Mr Trump, who has been convicted in one case and charged in three others, has also been accused of mishandling foreign gifts he received as president. House Democrats have accused the Trump White House of failing to properly record more than 100 foreign gifts totaling more than $250,000. Almost all of these gifts have now been recorded.
In Brazil, the jewelry case began in 2021 when a Brazilian government official was arrested returning from an official visit from Saudi Arabia with undeclared diamond jewelry worth about $1 million. The official told authorities the items were a gift from Saudi officials for Mr Bolsonaro and his wife, Michelle.
In June 2022, Mr. Bolsonaro’s personal aide, Lt. Col. Mauro Cid, sold a diamond Rolex watch and a Patek Philippe watch to a jewelry store at Willow Grove Park Mall in Pennsylvania, according to investigative documents. Police believe one watch was a gift from Saudi Arabia and the other a gift from Bahrain.
The police have recommended charges against Mr. Cid in this case. Mr. Cid had previously signed a resignation agreement with the authorities. His lawyer said Mr. Sid was following orders from Mr. Bolsonaro, which Mr. Bolsonaro denies.

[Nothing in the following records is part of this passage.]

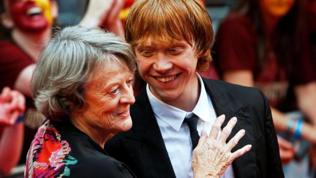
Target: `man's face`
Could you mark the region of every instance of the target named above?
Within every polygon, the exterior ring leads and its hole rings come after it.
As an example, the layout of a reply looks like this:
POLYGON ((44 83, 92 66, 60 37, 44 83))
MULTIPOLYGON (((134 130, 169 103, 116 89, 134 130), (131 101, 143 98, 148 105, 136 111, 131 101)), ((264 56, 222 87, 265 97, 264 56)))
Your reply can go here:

Brazilian law allows presidents to keep certain gifts if they are of a personal nature, but they must not be of great value, according to Bruno Dandas, the head of Brazil’s surveillance court, the federal government’s effective watchdog. “If it’s a diamond necklace with the president’s name on it, he can’t have it,” Mr. Dandas told The Times last year.

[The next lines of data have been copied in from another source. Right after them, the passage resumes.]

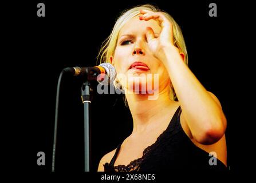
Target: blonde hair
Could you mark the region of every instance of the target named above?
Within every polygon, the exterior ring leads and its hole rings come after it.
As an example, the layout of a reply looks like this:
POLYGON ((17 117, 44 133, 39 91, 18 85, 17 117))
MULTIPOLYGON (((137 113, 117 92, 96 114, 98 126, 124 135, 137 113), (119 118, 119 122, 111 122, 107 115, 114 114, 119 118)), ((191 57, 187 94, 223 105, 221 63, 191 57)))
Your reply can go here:
MULTIPOLYGON (((115 50, 116 49, 117 38, 119 34, 119 31, 123 26, 131 18, 137 16, 140 14, 140 10, 141 9, 148 10, 153 12, 162 12, 167 19, 172 23, 173 35, 174 35, 174 45, 177 47, 180 52, 184 53, 185 58, 184 63, 188 65, 188 55, 187 52, 187 49, 186 47, 185 41, 184 40, 183 35, 182 35, 182 30, 175 22, 174 18, 167 13, 164 12, 151 5, 147 4, 144 5, 139 5, 135 6, 132 9, 126 10, 121 13, 119 18, 116 22, 116 23, 112 29, 111 34, 103 42, 101 47, 97 59, 100 59, 100 63, 107 62, 110 63, 110 58, 115 54, 115 50)), ((119 81, 116 79, 114 82, 114 85, 116 87, 117 85, 120 86, 119 81)), ((175 101, 177 100, 177 97, 174 91, 174 88, 172 85, 171 83, 170 86, 170 97, 171 100, 175 101)), ((124 96, 125 104, 127 106, 128 104, 126 98, 124 96)))

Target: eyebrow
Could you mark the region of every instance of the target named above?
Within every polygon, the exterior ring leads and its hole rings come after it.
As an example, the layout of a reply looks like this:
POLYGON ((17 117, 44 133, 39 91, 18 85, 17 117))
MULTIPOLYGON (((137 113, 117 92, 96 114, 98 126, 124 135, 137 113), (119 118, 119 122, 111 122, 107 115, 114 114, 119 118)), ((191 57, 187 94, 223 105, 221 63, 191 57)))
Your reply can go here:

To decide what is a president’s property and what belongs to the state, a government-appointed committee sometimes weighs. That commission ruled that at least some of the jewelry Mr. Bolsonaro’s aides sought to sell was personal in nature.
Paulo Cunha Bueno, Mr Bolsonaro’s lawyer, said this meant the jewelery was legally Mr Bolsonaro’s. “He can sell them,” Mr. Cunha Bueno told The Times last year. “And if he dies, the assets go to his heirs.”
The head of the government-appointed commission was among those charged by the police with criminal association. The Brazilian Supreme Court judge overseeing the investigation had previously said some evidence suggested Mr Bolsonaro ordered the panel to decide the jewelery was his property.
Police said other evidence showed that Mr Bolsonaro and his allies tried to cover up their plan. They operated mostly in cash, for example. In an exchange on WhatsApp, Mr. Sid told an associate that his father had $25,000 for the former president. “He would hand-deliver it,” he said. “The less traffic on the account, the better, right?”
After Mr. Dandas of the supervisory court ordered Mr. Bolsonaro to return the jewelry last year, Frederic Vassef, Mr. Bolsonaro’s former lawyer, flew to Pennsylvania and bought the Saudi Rolex for $49,000, police said.
Mr Wassef later denied this to the Brazilian press. “I’ve never seen this watch,” he told Brazilian news site G1 last year. “I dare you to prove it.”
News sites then published the receipt under his name.
Police this week recommended that Mr Wassef also be charged with money laundering and criminal association.
Mr. Wassef said this week that Mr. Bolsonaro did not ask him to buy the Rolex. He said he did so voluntarily while on a trip to the United States to return it to the federal government, as the courts had requested. “I am going through all of this solely for the sake of the defense of Jair Bolsonaro,” he said.
Paulo Motoryn contributed reporting from Brasilia.